Mechanical analysis of aligned carbon nanotube bundles under electric field

The alignment of carbon nanotubes (CNTs) has a superior role in the development of state-of-the-art electronic devices and advanced nanocomposites for diverse applications. In this regard, the implementation of an external electric field is one of the most promising methods in aligning CNTs. Estimation of the alignment time and mechanical loads on the CNTs' body is necessary for controlling the alignment, helping protect the CNTs' structure from the likely defects and generation of atomic disorders. Contrary to the most analytical investigations assessing the mechanical features of the alignment process through a 2D manner, we encounter the 3D phase in real-life applications. As such, herein, through a 3D simulation approach, the mechanical behaviors of CNT bundles are investigated and experimentally validated. We investigated the effect of bundle diameter and field amplitude on the alignment time and mechanical loads.
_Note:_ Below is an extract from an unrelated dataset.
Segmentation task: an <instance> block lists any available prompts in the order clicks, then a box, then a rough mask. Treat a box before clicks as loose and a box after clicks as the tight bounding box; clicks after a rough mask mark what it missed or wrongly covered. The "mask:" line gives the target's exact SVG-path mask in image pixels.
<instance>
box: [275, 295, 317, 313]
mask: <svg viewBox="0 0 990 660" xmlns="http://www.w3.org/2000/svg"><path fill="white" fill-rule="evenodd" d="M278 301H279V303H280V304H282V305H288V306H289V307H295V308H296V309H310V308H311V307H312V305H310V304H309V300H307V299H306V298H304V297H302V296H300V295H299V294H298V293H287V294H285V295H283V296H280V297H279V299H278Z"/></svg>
This research reveals the hydrodynamic pressure drag force is the dominant player in exerting notable stresses to the CNTs' body. Furthermore, Raman spectroscopy of post-processed CNT bundles confirmed that the utilization of strong fields can dissociate the thinner bundles from the main one and destruct the structure of CNTs and weaken their unique mechanical strength.

Automated summary

The study investigated the mechanical behaviors of CNT bundles through a 3D simulation approach and found that hydrodynamic pressure drag force plays a significant role in exerting notable stresses to the CNTs' body. The research also revealed that the utilization of strong fields can dissociate thinner bundles from the main one, destruct the structure of CNTs, and weaken their unique mechanical strength.